L’AMORE DURA TRE ANNI/ Un film sulle “regole” smentite dalla vita

- Maria Luisa Bellucci

MARIA LUISA BELLUCCI recensisce e commenta il film L'amore dura tre anni, la storia del trentenne Marc Marronier diretta dal regista esordiente Frédéric Beigbeder

amore_tre_anni_r439 Una scena del film L'amore dura tre anni

Strano, l’amore. Porta alle stelle e poi ti fa precipitare giù all’inferno. Non si sa bene se sia perché è un sentimento a scadenza o perché a volte l’abitudine gioca brutti scherzi. O semplicemente perché quella che dorme accanto a te, in realtà, non è la tua anima  gemella. confuso e disperato Marc Marronier (Gaspard Proust). Trent’anni e un matrimonio felicissimo trasformatosi in un divorzio in soli tre anni dall’inizio dell’idillio. Con la moglie che legge sul cellulare dell’amato coniuge un sms di troppo, prepara i bagagli e se ne va di casa. Mica da sola, tra le braccia di Marc Levy, un noto scrittore francese. Lasciando l’ex maritino in preda a disperata depressione.

Così, Marronier, critico letterario di professione, sfrutta le conoscenze che il suo secondo lavoro – quello di cronista mondano – gli ha procurato per affogare la tristezza in fiumi di alcol anestetizzante. Fino a quando non tenta la soluzione estrema. Ma – perchè la vita è sempre piena di MA – Cupido torna a bussare alla sua porta sotto le spoglie di Alice, moglie di uno dei suoi cugini e conosciuta, quando ancora era marito devoto, in occasione di un funerale di famiglia. Perché quando è amore è amore. A prescindere. Dal proprio sguardo sulle circostanze, per esempio.
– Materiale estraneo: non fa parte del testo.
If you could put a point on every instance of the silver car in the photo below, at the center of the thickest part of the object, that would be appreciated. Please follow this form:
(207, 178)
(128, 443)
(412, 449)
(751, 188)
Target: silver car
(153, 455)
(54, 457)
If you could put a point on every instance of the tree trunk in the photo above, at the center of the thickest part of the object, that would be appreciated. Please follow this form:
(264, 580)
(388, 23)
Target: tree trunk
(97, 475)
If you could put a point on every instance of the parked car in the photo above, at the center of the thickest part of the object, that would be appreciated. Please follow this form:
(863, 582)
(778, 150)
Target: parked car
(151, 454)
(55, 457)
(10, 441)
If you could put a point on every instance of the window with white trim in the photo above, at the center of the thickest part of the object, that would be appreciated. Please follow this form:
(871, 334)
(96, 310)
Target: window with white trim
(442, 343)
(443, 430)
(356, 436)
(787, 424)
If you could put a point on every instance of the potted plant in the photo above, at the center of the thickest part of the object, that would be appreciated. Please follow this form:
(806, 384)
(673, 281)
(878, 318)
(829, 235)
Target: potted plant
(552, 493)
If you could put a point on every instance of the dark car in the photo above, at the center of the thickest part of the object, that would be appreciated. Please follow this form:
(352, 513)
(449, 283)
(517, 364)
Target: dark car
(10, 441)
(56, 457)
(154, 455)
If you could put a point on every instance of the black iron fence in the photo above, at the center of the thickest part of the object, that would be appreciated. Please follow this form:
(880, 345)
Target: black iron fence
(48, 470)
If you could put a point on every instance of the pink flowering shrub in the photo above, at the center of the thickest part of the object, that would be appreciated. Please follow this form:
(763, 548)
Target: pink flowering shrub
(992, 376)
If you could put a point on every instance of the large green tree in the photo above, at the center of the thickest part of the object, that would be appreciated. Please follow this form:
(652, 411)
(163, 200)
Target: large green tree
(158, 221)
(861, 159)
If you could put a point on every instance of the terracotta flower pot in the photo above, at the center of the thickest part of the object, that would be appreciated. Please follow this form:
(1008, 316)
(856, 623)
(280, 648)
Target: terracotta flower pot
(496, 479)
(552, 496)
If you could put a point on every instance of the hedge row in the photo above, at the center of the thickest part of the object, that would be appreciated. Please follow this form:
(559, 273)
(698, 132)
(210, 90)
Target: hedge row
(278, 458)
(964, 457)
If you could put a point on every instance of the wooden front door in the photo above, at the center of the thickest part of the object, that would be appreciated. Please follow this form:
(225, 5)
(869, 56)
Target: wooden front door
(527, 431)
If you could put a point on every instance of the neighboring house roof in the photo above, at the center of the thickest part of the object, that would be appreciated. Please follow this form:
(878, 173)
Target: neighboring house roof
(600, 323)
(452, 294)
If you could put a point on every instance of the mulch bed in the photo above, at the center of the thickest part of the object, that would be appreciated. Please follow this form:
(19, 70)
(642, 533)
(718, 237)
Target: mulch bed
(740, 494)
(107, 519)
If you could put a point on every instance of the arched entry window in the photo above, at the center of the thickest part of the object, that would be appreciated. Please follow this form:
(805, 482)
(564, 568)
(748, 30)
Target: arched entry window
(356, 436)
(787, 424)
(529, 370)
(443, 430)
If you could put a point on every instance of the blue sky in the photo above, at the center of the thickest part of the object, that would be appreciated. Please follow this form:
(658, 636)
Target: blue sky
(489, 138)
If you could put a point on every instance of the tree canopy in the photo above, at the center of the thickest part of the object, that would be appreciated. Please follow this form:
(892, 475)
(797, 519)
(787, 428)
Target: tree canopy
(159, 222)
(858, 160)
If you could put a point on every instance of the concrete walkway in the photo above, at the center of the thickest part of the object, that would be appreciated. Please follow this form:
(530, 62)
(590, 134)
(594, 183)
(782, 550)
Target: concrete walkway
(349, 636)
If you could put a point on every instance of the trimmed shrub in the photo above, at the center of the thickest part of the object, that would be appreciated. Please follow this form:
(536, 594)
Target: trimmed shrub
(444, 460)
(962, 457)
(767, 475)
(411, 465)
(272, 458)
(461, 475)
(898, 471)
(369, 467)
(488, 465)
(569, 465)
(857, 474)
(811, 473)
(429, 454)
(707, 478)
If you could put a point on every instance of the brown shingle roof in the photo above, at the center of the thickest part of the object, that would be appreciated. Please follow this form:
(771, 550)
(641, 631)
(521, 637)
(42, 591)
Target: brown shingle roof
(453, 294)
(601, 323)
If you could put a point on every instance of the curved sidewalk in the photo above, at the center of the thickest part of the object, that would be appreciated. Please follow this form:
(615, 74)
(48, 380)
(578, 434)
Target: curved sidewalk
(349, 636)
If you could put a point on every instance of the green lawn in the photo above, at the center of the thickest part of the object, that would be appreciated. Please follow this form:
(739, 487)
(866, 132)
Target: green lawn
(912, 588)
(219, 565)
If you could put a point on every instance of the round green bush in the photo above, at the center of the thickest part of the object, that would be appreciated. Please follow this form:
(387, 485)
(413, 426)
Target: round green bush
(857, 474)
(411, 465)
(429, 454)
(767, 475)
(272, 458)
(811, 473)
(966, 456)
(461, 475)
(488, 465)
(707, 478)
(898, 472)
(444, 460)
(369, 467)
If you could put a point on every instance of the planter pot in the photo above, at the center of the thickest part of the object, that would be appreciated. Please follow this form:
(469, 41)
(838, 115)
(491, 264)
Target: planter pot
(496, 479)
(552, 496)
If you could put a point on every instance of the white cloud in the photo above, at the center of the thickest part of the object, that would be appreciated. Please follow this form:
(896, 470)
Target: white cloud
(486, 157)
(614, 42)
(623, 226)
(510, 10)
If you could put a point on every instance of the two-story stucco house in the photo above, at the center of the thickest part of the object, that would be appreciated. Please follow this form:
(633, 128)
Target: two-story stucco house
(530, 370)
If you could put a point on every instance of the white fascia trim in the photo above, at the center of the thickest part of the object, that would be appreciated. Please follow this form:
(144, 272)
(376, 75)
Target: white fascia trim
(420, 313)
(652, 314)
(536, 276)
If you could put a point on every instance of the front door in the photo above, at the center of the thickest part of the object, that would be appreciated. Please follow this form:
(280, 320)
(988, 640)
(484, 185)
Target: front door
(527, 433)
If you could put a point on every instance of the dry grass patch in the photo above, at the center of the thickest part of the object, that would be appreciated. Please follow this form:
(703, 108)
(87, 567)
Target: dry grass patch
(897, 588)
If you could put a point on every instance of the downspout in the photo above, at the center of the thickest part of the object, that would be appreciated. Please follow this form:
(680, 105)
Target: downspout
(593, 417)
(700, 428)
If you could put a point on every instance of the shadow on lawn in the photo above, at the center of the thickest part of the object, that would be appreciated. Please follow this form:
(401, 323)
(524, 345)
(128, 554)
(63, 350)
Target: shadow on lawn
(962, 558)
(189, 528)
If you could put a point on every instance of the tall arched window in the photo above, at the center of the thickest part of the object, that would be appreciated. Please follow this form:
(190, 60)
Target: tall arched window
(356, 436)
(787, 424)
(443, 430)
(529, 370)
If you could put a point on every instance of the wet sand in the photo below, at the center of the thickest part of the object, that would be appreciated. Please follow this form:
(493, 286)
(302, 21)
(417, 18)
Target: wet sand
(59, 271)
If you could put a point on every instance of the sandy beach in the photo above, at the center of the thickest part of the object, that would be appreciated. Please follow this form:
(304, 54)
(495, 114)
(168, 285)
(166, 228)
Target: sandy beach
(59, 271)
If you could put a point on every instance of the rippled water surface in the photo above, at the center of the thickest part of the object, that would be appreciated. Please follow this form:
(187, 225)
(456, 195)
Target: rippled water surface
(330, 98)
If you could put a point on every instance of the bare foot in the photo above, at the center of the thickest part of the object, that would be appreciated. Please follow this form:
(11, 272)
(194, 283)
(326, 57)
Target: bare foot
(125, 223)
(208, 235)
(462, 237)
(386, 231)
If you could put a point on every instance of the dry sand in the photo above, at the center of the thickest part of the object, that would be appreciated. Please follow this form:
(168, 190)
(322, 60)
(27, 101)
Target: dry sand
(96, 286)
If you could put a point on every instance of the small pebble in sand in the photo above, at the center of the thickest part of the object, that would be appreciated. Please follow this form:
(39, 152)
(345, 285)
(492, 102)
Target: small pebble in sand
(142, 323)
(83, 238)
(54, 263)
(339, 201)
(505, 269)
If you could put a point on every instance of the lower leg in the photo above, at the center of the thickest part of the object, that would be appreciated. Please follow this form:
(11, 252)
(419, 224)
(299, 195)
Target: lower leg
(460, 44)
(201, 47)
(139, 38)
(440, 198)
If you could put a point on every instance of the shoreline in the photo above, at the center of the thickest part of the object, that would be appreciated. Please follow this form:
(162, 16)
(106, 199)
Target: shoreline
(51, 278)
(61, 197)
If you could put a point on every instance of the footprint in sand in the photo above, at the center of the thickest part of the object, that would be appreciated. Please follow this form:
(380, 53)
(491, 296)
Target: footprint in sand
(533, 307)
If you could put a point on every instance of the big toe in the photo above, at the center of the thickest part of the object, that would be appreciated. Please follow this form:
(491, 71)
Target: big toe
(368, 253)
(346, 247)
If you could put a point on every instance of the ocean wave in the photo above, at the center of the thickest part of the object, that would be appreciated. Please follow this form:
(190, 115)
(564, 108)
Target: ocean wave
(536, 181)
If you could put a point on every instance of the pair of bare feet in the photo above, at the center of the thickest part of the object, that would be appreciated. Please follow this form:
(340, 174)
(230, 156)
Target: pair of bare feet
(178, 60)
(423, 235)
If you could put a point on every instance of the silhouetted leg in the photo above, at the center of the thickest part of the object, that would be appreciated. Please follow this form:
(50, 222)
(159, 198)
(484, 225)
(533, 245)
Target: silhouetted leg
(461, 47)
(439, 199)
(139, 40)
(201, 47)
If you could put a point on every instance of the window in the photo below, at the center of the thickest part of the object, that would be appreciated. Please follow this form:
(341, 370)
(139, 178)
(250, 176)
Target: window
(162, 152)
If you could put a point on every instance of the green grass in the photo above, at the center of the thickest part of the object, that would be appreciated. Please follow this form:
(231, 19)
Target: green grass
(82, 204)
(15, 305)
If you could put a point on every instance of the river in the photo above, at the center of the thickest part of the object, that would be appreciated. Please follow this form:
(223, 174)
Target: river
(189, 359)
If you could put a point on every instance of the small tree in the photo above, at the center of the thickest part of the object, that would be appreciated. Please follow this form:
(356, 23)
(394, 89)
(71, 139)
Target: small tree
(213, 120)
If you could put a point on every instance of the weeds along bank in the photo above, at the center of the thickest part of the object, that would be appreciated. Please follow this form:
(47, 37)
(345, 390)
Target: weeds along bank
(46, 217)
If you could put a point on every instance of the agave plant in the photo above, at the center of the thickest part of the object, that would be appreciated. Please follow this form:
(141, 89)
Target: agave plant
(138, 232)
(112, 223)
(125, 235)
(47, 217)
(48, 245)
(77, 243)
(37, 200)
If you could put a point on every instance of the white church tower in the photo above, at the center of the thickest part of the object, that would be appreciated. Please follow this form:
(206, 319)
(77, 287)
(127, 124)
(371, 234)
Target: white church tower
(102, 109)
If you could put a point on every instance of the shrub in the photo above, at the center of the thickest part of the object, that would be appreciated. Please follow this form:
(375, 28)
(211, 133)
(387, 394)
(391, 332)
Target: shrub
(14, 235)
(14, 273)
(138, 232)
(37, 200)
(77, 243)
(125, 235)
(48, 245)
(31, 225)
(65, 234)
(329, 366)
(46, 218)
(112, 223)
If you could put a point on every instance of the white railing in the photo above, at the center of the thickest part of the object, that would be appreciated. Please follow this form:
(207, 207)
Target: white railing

O dalle circostanze stesse, che non sono sempre del tutto favorevoli.

Succede così che Marc, per digerire la sbornia dell’abbandono coniugale, si getta a capofitto nella stesura di un libro del tutto mediocre, per chi ne capisce, ma di enorme successo tra il pubblico. L’amore dura tre anni, appunto. In cui con una vena misogina e disperata si abbandona alla definizione di una regola dei sentimenti. Che viene immancabilmente smentita dalla vita.

Frédéric Beigbeder debutta al cinema con l’adattamento del suo romanzo, da cui traggono il titolo sia il film che l’opera prima del suo protagonista, dopo aver imboccato con successo diverse strade. Quella del pubblicitario, del critico letterario, dello scrittore ed editore.

Lo fa, secondo noi, con un certo snobismo transalpino. Trasformando quella che sarebbe potuta essere una brillante commedia sull’amore in una commedia per molti, ma non per tutti. Soprattutto nel senso che in pochi riderebbero e godrebbero appieno della sua piacevolezza. Resa un po’ meno incisiva dalla narrazione, interrotta e racchiusa in tre capitoli uniti tra loro da un certo fil rouge e, in particolar modo, dal ritmo e delle situazioni, di gusto molto locale specialmente nella scorrevolezza.

Sembra quasi che Beigdeder abbia voluto fare il suo ingresso nel mondo del cinema con una commedia di stampo autoriale. Che però, dati i tempi che il grande schermo sta vivendo, è una marca che solo grandi registi e grandi tematiche (per importanza narrativa o storica) possono permettersi di accogliere. In questo caso un incedere un po’ più vezzoso e meno elitario avrebbe giovato alla scorrevolezza, decisamente noiosa in alcuni momenti. E agli incassi, dati i miseri introiti registrati.